The Amazing Race Recap
By David Mumpower
May 4, 2009

I didn't even know they were such huge fans of Marcel Marceau.

Amazing Race fans, watch for our quiz, How Well Do You Know: The Amazing Race 14, to be published the morning after the series finale!

Previously on The Amazing Race, nothing of consequence happened. I say this because the producers of the show decided to give a mulligan to all of the participants. Rather than end the leg as anticipated, some "changing the game" was done in order to create further tension. All it did was annoy us about the fact that the actual outcome of the game has probably been affected by this. Had the round ended as expected (and as should have happened), the sisters would have been eliminated due to Jen's hydrophobia. Instead, the contestants are starting over from scratch this week. It's the most blatant attempt to change results since Rob and Amber were cheated out of victory seven seasons ago. Tweaks such as this are why I am so frequently aggravated by the show.
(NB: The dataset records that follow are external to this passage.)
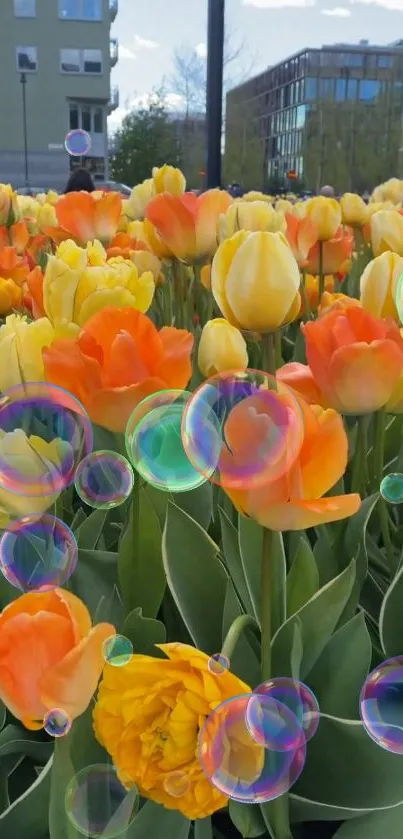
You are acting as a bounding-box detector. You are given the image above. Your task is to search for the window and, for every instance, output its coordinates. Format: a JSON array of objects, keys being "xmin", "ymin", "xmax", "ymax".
[
  {"xmin": 360, "ymin": 79, "xmax": 380, "ymax": 102},
  {"xmin": 17, "ymin": 47, "xmax": 38, "ymax": 73},
  {"xmin": 60, "ymin": 49, "xmax": 102, "ymax": 74},
  {"xmin": 59, "ymin": 0, "xmax": 102, "ymax": 20},
  {"xmin": 14, "ymin": 0, "xmax": 36, "ymax": 17}
]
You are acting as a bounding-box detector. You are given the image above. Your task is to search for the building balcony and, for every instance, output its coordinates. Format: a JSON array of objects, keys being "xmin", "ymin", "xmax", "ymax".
[
  {"xmin": 110, "ymin": 38, "xmax": 119, "ymax": 67},
  {"xmin": 109, "ymin": 0, "xmax": 119, "ymax": 23},
  {"xmin": 108, "ymin": 86, "xmax": 120, "ymax": 114}
]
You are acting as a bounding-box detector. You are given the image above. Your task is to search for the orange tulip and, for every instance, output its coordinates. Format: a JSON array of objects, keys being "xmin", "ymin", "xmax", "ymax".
[
  {"xmin": 281, "ymin": 306, "xmax": 403, "ymax": 414},
  {"xmin": 43, "ymin": 308, "xmax": 193, "ymax": 431},
  {"xmin": 146, "ymin": 189, "xmax": 232, "ymax": 263},
  {"xmin": 55, "ymin": 192, "xmax": 122, "ymax": 249},
  {"xmin": 0, "ymin": 589, "xmax": 115, "ymax": 729},
  {"xmin": 226, "ymin": 396, "xmax": 361, "ymax": 530}
]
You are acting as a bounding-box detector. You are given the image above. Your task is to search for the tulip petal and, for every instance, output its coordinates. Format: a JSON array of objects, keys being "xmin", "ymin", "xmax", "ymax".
[{"xmin": 38, "ymin": 623, "xmax": 116, "ymax": 719}]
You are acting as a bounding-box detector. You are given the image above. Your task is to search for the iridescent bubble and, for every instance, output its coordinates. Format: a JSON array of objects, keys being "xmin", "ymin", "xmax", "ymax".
[
  {"xmin": 75, "ymin": 451, "xmax": 134, "ymax": 510},
  {"xmin": 199, "ymin": 694, "xmax": 306, "ymax": 804},
  {"xmin": 252, "ymin": 676, "xmax": 320, "ymax": 748},
  {"xmin": 126, "ymin": 390, "xmax": 219, "ymax": 492},
  {"xmin": 163, "ymin": 769, "xmax": 189, "ymax": 798},
  {"xmin": 0, "ymin": 382, "xmax": 93, "ymax": 498},
  {"xmin": 360, "ymin": 656, "xmax": 403, "ymax": 755},
  {"xmin": 103, "ymin": 635, "xmax": 133, "ymax": 667},
  {"xmin": 182, "ymin": 370, "xmax": 304, "ymax": 490},
  {"xmin": 43, "ymin": 708, "xmax": 71, "ymax": 737},
  {"xmin": 207, "ymin": 653, "xmax": 230, "ymax": 676},
  {"xmin": 0, "ymin": 513, "xmax": 78, "ymax": 592},
  {"xmin": 379, "ymin": 472, "xmax": 403, "ymax": 504},
  {"xmin": 64, "ymin": 128, "xmax": 91, "ymax": 157},
  {"xmin": 65, "ymin": 764, "xmax": 139, "ymax": 839}
]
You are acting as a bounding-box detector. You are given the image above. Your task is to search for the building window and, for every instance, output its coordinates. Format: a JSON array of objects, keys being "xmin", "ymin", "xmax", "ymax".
[
  {"xmin": 60, "ymin": 49, "xmax": 102, "ymax": 75},
  {"xmin": 17, "ymin": 47, "xmax": 38, "ymax": 73},
  {"xmin": 59, "ymin": 0, "xmax": 102, "ymax": 21},
  {"xmin": 14, "ymin": 0, "xmax": 36, "ymax": 17}
]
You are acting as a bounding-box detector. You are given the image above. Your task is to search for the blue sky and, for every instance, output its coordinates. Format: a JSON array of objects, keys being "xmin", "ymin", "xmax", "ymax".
[{"xmin": 111, "ymin": 0, "xmax": 403, "ymax": 128}]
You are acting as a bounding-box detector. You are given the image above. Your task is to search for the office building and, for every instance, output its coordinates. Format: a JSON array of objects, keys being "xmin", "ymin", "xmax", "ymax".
[
  {"xmin": 0, "ymin": 0, "xmax": 119, "ymax": 189},
  {"xmin": 226, "ymin": 41, "xmax": 403, "ymax": 191}
]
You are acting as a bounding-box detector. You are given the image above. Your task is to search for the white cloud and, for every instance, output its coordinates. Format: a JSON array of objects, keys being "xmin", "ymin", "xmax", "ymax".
[
  {"xmin": 196, "ymin": 44, "xmax": 207, "ymax": 58},
  {"xmin": 134, "ymin": 35, "xmax": 159, "ymax": 50},
  {"xmin": 243, "ymin": 0, "xmax": 316, "ymax": 9},
  {"xmin": 322, "ymin": 6, "xmax": 351, "ymax": 17},
  {"xmin": 350, "ymin": 0, "xmax": 403, "ymax": 7},
  {"xmin": 119, "ymin": 44, "xmax": 136, "ymax": 61}
]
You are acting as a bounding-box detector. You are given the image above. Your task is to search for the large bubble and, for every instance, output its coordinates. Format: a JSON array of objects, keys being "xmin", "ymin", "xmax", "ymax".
[
  {"xmin": 0, "ymin": 382, "xmax": 93, "ymax": 498},
  {"xmin": 360, "ymin": 656, "xmax": 403, "ymax": 755},
  {"xmin": 0, "ymin": 513, "xmax": 78, "ymax": 592},
  {"xmin": 126, "ymin": 390, "xmax": 219, "ymax": 492},
  {"xmin": 182, "ymin": 370, "xmax": 304, "ymax": 490},
  {"xmin": 199, "ymin": 694, "xmax": 306, "ymax": 804}
]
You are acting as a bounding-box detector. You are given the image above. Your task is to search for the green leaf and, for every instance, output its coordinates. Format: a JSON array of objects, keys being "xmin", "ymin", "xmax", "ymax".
[
  {"xmin": 219, "ymin": 507, "xmax": 254, "ymax": 615},
  {"xmin": 334, "ymin": 804, "xmax": 403, "ymax": 839},
  {"xmin": 125, "ymin": 801, "xmax": 190, "ymax": 839},
  {"xmin": 293, "ymin": 715, "xmax": 403, "ymax": 818},
  {"xmin": 309, "ymin": 612, "xmax": 372, "ymax": 720},
  {"xmin": 229, "ymin": 801, "xmax": 266, "ymax": 839},
  {"xmin": 287, "ymin": 537, "xmax": 319, "ymax": 617},
  {"xmin": 379, "ymin": 566, "xmax": 403, "ymax": 658},
  {"xmin": 118, "ymin": 488, "xmax": 166, "ymax": 618},
  {"xmin": 272, "ymin": 562, "xmax": 355, "ymax": 679},
  {"xmin": 162, "ymin": 503, "xmax": 227, "ymax": 655},
  {"xmin": 172, "ymin": 481, "xmax": 213, "ymax": 530},
  {"xmin": 123, "ymin": 608, "xmax": 166, "ymax": 657}
]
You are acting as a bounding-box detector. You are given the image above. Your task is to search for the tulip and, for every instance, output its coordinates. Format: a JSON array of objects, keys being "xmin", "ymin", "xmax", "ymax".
[
  {"xmin": 283, "ymin": 306, "xmax": 403, "ymax": 415},
  {"xmin": 224, "ymin": 390, "xmax": 361, "ymax": 531},
  {"xmin": 43, "ymin": 308, "xmax": 193, "ymax": 431},
  {"xmin": 211, "ymin": 230, "xmax": 301, "ymax": 333},
  {"xmin": 147, "ymin": 189, "xmax": 232, "ymax": 263},
  {"xmin": 55, "ymin": 192, "xmax": 122, "ymax": 244},
  {"xmin": 0, "ymin": 316, "xmax": 55, "ymax": 391},
  {"xmin": 153, "ymin": 164, "xmax": 186, "ymax": 195},
  {"xmin": 340, "ymin": 192, "xmax": 369, "ymax": 227},
  {"xmin": 360, "ymin": 251, "xmax": 403, "ymax": 321},
  {"xmin": 219, "ymin": 201, "xmax": 287, "ymax": 241},
  {"xmin": 306, "ymin": 195, "xmax": 341, "ymax": 242},
  {"xmin": 198, "ymin": 318, "xmax": 248, "ymax": 378},
  {"xmin": 371, "ymin": 210, "xmax": 403, "ymax": 256},
  {"xmin": 123, "ymin": 178, "xmax": 156, "ymax": 220},
  {"xmin": 0, "ymin": 589, "xmax": 115, "ymax": 729}
]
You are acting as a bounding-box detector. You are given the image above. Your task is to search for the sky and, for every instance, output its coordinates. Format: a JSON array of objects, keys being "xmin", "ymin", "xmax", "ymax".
[{"xmin": 110, "ymin": 0, "xmax": 403, "ymax": 131}]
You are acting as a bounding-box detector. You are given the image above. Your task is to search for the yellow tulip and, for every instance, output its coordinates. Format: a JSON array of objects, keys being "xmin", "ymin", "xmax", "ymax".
[
  {"xmin": 153, "ymin": 164, "xmax": 186, "ymax": 195},
  {"xmin": 0, "ymin": 428, "xmax": 70, "ymax": 529},
  {"xmin": 340, "ymin": 192, "xmax": 369, "ymax": 227},
  {"xmin": 123, "ymin": 178, "xmax": 156, "ymax": 220},
  {"xmin": 305, "ymin": 195, "xmax": 341, "ymax": 242},
  {"xmin": 371, "ymin": 210, "xmax": 403, "ymax": 256},
  {"xmin": 219, "ymin": 201, "xmax": 286, "ymax": 241},
  {"xmin": 197, "ymin": 318, "xmax": 248, "ymax": 378},
  {"xmin": 360, "ymin": 251, "xmax": 403, "ymax": 320},
  {"xmin": 211, "ymin": 230, "xmax": 301, "ymax": 333},
  {"xmin": 0, "ymin": 315, "xmax": 55, "ymax": 391},
  {"xmin": 43, "ymin": 242, "xmax": 155, "ymax": 336}
]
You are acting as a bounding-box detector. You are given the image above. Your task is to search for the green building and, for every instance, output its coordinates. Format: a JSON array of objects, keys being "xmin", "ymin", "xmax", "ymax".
[
  {"xmin": 0, "ymin": 0, "xmax": 119, "ymax": 189},
  {"xmin": 225, "ymin": 41, "xmax": 403, "ymax": 192}
]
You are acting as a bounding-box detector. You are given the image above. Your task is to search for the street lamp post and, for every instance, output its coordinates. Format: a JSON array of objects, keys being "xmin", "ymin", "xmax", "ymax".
[
  {"xmin": 207, "ymin": 0, "xmax": 225, "ymax": 189},
  {"xmin": 20, "ymin": 73, "xmax": 29, "ymax": 189}
]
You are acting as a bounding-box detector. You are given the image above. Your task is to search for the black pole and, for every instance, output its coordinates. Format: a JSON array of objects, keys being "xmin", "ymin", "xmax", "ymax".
[
  {"xmin": 207, "ymin": 0, "xmax": 225, "ymax": 189},
  {"xmin": 20, "ymin": 73, "xmax": 29, "ymax": 189}
]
Tonight's episode begins exactly where the last one ended. Jaime & Cara are ready to celebrate their victory when Phil hands them their next clue. The women's faces are crestfallen, but they recover admirably. They return to the cab and are delighted to realize that their cab driver knows where they are going, thereby preventing some of Jaime's usual xenophobia, at least temporarily. Fate provides me with a cheap giggle when the door closes on Jaime's head, knocking her silly for a bit. I like when bad, cartoonishly violent things happen to bad people. Sue me.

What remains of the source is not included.